Not that the movie isn’t up his alley. "It’s a black urban biker movie about the crotch-rocket scene in Northern California with black motorcycle gangs, which I don’t know anything about. You know, I’m an outlaw — I know choppers and Harleys. Me and Fishburne are, like, the baddest dudes in the movie, and I’m the white kid that’s cool enough to hang out in the ’hood and roll choppers and race crotch rockets and knock motherfuckers out."
Kid Rock knows as well as anyone that his current album, the Southern-rock-flavored Cocky (Atlantic), isn’t knocking out much of anything at retail. But he isn’t making excuses, and he says that if he’d had his way, the disc would have been even more of a stylistic departure. "There’s a lot of stuff that didn’t make it to that record that I really wanted to include. When I did ‘Picture’ with Sheryl Crow, I went, ‘Oh, this is the best song I’ve ever written.’ We even cut a few other things together that are just amazing — we could do an album together. The people at the record company fought and said, ‘We can’t release that. It’ll ruin you.’ And you just can’t have this argument with these people, you know? It’s like, you spent how much money on P.O.D. and you didn’t spend a dime on me, and we both sold two million records. I don’t know what to tell you."
He’s got a point: the gorgeous Fleetwood Mac–style ballad "Picture" (which did make it into Cocky) speaks for itself, and the album as a whole is a welcome progression from the juvenilia of the diamond-selling Devil Without a Cause (also Atlantic). "I got people like Tim McGraw and Kenny Chesney saying, ‘Man, we’ll walk this into country radio for you.’ I actually have some country stations now, because we tested ourselves in markets just to see. It went number one in five different markets in one week. The people at the record company are trying to preserve the Kid Rock they want to preserve by not giving me the means to do what I want to do, and I’ve still made more money this year than I’ve ever made from touring, because I’ve built a fan base. I think it’s good that I took that step. Sometimes you gotta take the long road, and I’ve done that my whole life."

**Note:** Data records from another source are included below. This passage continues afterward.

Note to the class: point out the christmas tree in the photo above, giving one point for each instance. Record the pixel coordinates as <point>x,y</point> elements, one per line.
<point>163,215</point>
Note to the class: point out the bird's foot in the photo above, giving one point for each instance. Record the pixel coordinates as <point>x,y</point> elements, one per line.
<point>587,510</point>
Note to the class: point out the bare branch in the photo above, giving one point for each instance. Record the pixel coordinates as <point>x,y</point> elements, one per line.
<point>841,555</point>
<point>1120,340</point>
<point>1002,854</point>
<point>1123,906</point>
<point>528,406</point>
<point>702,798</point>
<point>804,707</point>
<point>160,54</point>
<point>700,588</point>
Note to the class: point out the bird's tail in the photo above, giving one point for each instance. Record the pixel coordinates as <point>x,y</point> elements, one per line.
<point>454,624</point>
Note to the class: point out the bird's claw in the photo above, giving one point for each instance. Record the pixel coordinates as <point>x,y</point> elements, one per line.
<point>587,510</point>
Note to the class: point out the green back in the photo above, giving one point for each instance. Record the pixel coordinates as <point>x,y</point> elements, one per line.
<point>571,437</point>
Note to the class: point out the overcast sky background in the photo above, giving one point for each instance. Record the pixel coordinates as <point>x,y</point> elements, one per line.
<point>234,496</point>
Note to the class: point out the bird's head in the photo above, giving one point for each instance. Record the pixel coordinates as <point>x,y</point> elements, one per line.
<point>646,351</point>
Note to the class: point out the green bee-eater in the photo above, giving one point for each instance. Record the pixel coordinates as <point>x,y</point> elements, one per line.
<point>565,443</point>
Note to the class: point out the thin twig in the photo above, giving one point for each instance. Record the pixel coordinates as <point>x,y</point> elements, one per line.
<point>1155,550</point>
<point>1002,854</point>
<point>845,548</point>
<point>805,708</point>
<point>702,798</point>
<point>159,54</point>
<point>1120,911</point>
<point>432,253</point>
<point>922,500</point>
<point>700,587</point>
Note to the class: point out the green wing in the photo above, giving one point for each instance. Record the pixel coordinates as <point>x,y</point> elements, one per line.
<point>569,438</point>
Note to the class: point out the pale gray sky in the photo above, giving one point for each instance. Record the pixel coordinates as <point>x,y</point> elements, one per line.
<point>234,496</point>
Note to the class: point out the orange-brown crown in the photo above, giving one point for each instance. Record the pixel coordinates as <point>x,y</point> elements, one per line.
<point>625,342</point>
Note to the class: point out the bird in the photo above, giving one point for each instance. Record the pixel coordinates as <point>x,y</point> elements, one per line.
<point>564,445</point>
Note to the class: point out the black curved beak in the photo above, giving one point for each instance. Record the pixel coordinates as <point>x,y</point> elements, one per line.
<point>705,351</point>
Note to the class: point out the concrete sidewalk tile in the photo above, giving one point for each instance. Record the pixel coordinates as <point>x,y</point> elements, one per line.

Since he became a star, Kid Rock has made a point of collaborating with everyone from Snoop Dogg to Hank Williams Jr. One of his biggest coups was getting Aerosmith to stop by his Michigan studio for a late-night jam session, a scene he hopes to re-create on stage this summer. "It’s amazing to see them at that age still be interested like that. We jammed till five in the morning, playing ‘Honky Tonk Women,’ all these cool Zeppelin covers. Just standing right there next to the guys, you learn so much."